Biologists will continue their work to encourage the sturgeon to reproduce naturally, he went on, although the next step hasn’t yet been determined.
“We haven’t figured that out yet,” said Flory. “We are working with our other partners and we are going to sit down and figure out what to do. We still have the volume of sturgeon water that we work with every year.”
He added that they have not yet decided whether to continue spilling water from the dam each spring.
But the white sturgeon still have a future, thanks to a hatchery in Bonners Ferry, operated by the Kootenai Tribe of Idaho.
Since 1991, the hatchery has produced about 200,000 white sturgeon which are then released into the Kootenay River downstream of Bonners Ferry.
Each year, some of those young fish are released into Kootenay Lake in the West Kootenay.
In 2012, approximately 2,300 juvenile sturgeon were released in a special event in Creston, attended by First Nations members and elders, as well as members of the public.
Kootenay white sturgeon are important both culturally and for sustenance to the Ktunaxa Nation.

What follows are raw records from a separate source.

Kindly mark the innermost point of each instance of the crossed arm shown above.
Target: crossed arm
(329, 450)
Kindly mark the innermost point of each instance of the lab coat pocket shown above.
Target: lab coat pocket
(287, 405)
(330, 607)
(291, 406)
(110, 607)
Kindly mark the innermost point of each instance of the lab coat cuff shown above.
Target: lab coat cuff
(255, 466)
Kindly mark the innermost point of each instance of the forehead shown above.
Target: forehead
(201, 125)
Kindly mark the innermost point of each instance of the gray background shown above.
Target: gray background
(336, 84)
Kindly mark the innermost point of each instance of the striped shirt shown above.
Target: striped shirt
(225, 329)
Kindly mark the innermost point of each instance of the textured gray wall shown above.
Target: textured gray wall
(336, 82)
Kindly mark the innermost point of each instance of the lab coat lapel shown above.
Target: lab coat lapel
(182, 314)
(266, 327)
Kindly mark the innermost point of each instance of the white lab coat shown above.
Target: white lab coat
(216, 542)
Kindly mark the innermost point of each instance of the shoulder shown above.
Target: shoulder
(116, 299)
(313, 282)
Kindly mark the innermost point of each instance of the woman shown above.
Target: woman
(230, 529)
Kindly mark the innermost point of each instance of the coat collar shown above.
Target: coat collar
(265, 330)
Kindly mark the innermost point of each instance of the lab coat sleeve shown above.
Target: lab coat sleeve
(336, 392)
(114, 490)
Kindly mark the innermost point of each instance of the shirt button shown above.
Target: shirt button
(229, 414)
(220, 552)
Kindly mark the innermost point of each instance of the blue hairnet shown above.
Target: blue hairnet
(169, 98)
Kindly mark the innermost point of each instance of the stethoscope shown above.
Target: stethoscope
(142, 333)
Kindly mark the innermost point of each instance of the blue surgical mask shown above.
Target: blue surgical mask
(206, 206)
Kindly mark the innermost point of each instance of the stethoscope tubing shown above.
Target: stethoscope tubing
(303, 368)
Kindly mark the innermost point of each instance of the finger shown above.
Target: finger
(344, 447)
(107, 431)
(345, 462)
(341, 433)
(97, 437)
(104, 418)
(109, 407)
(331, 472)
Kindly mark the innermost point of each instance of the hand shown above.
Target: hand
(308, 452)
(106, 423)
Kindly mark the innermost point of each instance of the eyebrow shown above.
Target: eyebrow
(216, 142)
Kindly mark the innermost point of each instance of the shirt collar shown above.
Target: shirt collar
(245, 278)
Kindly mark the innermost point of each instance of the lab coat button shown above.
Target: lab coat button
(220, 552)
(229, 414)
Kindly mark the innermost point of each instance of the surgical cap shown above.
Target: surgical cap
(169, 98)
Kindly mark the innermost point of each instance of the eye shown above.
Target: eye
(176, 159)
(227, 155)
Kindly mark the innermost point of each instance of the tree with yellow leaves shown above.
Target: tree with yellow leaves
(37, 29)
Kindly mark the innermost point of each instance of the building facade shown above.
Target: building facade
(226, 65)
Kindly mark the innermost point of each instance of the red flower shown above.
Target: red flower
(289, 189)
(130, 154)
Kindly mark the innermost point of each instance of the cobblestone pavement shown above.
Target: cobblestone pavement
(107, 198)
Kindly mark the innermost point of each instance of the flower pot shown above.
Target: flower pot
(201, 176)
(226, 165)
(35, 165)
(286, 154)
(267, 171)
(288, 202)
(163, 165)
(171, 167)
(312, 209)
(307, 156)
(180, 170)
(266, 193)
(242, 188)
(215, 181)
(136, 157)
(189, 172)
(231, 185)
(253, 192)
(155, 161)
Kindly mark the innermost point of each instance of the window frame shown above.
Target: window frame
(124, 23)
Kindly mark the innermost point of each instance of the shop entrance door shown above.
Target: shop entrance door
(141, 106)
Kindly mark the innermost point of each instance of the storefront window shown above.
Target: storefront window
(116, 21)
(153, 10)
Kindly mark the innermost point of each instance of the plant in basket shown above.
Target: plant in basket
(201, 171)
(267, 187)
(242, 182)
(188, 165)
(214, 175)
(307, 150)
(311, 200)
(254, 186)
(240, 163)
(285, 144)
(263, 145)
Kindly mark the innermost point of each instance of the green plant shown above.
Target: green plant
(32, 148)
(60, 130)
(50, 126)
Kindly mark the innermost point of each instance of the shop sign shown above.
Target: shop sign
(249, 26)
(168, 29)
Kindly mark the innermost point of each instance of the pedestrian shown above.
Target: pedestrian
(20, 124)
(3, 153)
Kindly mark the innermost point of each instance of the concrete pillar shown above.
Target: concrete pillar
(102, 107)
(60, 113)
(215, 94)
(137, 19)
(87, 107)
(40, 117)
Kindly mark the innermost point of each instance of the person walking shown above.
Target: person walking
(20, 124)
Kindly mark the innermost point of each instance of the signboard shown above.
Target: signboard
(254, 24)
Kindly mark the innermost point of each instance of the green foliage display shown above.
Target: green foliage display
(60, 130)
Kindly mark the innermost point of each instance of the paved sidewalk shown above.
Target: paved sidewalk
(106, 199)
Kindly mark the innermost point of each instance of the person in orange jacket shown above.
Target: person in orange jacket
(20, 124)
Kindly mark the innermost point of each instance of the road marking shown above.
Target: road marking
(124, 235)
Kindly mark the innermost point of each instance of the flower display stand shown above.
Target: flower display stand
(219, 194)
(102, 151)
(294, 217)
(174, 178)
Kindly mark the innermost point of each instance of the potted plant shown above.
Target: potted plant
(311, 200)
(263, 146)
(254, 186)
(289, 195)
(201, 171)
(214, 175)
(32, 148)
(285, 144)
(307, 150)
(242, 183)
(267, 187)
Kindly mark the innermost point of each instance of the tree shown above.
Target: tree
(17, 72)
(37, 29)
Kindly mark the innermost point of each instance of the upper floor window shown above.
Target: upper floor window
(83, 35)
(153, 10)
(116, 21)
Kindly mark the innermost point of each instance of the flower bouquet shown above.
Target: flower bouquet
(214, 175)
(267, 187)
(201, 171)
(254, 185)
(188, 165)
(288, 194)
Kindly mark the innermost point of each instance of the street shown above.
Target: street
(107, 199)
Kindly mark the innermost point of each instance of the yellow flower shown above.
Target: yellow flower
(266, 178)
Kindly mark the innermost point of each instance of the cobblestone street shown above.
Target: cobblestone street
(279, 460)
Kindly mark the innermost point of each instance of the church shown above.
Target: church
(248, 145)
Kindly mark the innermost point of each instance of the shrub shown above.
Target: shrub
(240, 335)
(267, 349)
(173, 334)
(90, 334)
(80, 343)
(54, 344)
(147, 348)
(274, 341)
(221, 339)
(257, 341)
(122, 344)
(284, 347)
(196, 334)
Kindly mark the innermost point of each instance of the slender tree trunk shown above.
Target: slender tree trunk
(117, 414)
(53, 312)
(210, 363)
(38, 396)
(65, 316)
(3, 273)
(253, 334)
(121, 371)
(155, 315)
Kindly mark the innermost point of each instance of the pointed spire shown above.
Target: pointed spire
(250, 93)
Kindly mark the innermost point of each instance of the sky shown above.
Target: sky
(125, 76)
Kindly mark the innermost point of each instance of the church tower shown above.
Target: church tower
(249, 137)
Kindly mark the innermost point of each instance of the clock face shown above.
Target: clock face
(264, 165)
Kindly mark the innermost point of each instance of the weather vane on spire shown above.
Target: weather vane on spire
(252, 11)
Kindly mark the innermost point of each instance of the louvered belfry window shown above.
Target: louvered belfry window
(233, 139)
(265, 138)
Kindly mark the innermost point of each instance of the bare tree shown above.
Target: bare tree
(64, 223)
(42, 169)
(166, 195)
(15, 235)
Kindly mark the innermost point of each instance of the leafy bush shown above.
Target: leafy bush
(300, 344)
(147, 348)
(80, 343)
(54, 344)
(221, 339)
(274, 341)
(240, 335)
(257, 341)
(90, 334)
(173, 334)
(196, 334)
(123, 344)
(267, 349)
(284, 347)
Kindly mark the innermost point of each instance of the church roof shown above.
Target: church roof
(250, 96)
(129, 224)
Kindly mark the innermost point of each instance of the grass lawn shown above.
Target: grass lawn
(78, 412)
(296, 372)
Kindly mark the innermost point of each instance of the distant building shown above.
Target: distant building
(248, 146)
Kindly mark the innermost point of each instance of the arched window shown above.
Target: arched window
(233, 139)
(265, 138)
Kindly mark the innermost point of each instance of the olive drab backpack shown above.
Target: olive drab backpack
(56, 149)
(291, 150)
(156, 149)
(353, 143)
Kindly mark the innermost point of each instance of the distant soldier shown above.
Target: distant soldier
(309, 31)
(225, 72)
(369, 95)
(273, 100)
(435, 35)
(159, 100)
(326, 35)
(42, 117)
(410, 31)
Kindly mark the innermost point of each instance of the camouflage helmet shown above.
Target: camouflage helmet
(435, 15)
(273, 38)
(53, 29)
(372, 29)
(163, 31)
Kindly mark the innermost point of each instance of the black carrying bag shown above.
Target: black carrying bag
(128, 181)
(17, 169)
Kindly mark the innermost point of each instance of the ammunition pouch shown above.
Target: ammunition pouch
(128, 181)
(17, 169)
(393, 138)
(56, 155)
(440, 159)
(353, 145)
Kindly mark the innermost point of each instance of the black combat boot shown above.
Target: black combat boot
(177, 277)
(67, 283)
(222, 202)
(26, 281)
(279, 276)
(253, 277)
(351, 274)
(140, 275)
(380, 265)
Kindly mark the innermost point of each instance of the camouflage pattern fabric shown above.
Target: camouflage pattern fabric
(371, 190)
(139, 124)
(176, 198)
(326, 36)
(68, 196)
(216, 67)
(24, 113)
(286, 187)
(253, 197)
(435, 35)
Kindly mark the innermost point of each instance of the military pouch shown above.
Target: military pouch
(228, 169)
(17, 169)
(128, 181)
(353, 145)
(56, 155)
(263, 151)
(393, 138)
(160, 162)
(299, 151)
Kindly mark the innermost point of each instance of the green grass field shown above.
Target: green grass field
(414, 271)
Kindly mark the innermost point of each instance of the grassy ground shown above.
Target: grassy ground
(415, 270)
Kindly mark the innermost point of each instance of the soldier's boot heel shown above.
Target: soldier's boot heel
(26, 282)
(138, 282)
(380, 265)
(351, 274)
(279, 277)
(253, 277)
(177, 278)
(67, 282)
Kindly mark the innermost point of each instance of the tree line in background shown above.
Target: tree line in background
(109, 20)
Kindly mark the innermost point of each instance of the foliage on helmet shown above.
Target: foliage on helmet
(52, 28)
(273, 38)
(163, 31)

Last December, the Kootenai Tribe was given the green light to expand the existing Bonners Ferry hatchery, and build a new hatchery about 16 kilometres upstream where the Kootenay River and Moyie River meet.
“The next generation of sturgeon will be entirely from the hatchery,” said Sue Ireland, director of the Kootenai Tribe of Idaho’s Fish and Wildlife Program.
Each year since 1998, some fertilized sturgeon eggs spawned in Idaho are brought to the Kootenay Trout Hatchery near Fort Steele.
They are cultured there for about a year before being released into Kootenay Lake.
Thanks to the hatcheries’ work, Flory said there is still hope for the Kootenay white sturgeon.
“We do have the hatchery program, which is always going to provide the next generation of fish. We also have some habitat restoration work that the tribe is implementing. Those are targeted towards providing better spawning conditions for the sturgeon. And we still have some things we can try with the flows, to see if they work. So we are still hopeful,” he said.